Let’s look at the second sentence. We can classify it as a compound sentence because it comprises two independent clauses, men had and men wore. The subject of the second clause has been omitted, asking the reader to supply what can be easily understood: the subject of the first clause, men, should also stand as the subject of the verb in the second clause, wore. This omission of a word which is otherwise logically and grammatically necessary is called ellipsis, and it is a good way to establish a more casual tone to a narrative; it’s a regular feature of our conversational voice. And because a good distance separates the first verb had from this second elliptical clause, the comma before and is a good idea too.

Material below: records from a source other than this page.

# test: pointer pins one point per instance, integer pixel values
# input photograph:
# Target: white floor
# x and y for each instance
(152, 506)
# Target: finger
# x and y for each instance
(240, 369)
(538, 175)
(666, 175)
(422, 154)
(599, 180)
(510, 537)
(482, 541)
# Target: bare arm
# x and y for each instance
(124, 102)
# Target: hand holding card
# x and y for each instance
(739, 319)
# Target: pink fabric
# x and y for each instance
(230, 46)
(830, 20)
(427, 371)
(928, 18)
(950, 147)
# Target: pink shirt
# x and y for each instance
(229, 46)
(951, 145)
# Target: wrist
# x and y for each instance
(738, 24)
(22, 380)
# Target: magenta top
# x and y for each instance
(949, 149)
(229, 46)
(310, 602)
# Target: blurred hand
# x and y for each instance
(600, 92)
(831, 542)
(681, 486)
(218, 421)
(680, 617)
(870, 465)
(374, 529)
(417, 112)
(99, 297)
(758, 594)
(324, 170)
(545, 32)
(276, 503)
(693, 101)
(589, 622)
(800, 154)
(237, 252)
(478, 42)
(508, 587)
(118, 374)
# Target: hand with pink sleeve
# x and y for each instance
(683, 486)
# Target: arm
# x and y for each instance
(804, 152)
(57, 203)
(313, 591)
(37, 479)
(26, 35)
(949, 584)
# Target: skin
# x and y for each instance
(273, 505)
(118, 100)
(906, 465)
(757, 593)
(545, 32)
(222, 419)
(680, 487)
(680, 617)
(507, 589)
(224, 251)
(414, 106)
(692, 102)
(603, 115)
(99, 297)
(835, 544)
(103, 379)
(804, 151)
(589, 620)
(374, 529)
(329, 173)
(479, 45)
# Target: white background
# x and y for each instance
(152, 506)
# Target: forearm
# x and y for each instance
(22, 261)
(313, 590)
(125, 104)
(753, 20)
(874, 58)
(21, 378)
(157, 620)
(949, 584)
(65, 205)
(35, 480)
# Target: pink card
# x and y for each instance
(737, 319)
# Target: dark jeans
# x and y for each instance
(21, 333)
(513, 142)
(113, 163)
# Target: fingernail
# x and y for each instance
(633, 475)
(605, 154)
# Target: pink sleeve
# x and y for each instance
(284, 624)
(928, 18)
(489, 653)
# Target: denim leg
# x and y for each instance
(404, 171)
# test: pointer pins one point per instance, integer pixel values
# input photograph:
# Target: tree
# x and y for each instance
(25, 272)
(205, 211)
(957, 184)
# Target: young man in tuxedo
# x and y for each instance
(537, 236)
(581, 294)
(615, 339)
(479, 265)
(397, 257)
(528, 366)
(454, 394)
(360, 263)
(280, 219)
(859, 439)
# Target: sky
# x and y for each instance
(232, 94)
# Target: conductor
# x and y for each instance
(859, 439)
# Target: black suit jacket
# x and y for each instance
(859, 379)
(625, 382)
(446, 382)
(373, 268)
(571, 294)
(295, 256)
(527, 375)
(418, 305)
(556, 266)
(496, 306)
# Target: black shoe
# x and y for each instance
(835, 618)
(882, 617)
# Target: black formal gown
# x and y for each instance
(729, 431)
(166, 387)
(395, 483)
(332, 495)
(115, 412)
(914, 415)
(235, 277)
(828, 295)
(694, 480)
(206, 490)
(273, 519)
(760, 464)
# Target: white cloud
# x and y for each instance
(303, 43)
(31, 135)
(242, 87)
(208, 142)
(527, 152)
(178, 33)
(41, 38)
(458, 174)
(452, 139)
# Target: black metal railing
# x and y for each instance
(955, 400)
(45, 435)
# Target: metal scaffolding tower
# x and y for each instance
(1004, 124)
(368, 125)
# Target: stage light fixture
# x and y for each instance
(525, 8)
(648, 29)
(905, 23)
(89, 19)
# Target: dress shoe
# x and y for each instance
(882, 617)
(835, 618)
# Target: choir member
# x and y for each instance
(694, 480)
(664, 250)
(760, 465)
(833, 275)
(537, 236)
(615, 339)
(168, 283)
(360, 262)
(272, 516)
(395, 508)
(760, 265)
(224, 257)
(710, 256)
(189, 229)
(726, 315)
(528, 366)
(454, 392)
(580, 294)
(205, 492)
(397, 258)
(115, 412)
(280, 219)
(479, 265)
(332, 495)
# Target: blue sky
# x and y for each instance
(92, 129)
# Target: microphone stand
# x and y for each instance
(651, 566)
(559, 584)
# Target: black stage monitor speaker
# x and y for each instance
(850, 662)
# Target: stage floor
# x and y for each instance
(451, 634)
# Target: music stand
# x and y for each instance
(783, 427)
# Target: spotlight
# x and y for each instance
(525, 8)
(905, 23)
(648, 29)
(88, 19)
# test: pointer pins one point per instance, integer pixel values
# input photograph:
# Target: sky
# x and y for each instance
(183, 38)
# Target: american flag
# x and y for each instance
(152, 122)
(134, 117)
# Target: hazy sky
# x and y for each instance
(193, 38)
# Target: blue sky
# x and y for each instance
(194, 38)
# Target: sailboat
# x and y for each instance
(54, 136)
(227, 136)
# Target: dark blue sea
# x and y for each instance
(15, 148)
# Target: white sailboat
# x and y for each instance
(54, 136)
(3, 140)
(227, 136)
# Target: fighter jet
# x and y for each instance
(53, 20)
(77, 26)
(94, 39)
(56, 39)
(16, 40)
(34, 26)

I might get an argument about that (some might construe this as a simple sentence with a compound predicate, in which case there would be no comma), but I’d need some convincing.
Now if we stay with this second sentence and look more closely at its construction, the first verb, had, has three direct objects: dark leather skin, long unkempt hair, and dark stained teeth. Each of these three elements follows the same pattern: two adjectives + noun, instancing a style called (somewhat grandly) triadic parallelism. That means that the reader is invited to fall into a rhythm or cadence that continues three times, long enough for the ideas to appear in a significant shape before our attention. But watch what happens when the writer appends that second clause. Read the sentence again and stop at the word teeth. Then read it one more time as it was written. The four words and wore tattered clothes break the rhythm, and with that the smooth logical presentation of the three things the men had.
There is a way to correct this misalignment, and it involves looking at the very next sentence. This third sentence, like the second, is describing the men, so the two are related by function or intent. That gives us a way to see, then, that we can move the last element of the second sentence, that second elliptical clause, into the third sentence: The men had dark leathery skin, long unkempt hair, and dark stained teeth. They wore tattered clothes and communicated by hand gestures and a language I could not understand. Then, why not combine the two into one longer, balanced sentence: The men had dark leathery skin, long unkempt hair, and dark stained teeth; they wore tattered clothes and communicated by hand gestures and a language I could not understand. And, one step further: if we recognize that the men’s hand gestures were in fact the language the narrator could not understand, we can make that last clause appositional: The men had dark leathery skin, long unkempt hair, and dark stained teeth; they wore tattered clothes and communicated by hand gestures, a language I could not understand.
Once again, exactly what we have to say is presented by the structure of our sentences—the exact structure. Rewriting clauses as phrases, combining sentences, changing punctuation—all of this hones and sharpens the first images we discover about an idea or experience we want to communicate. The only real mistake we can make is to believe that our first draft is the final draft. Almost never.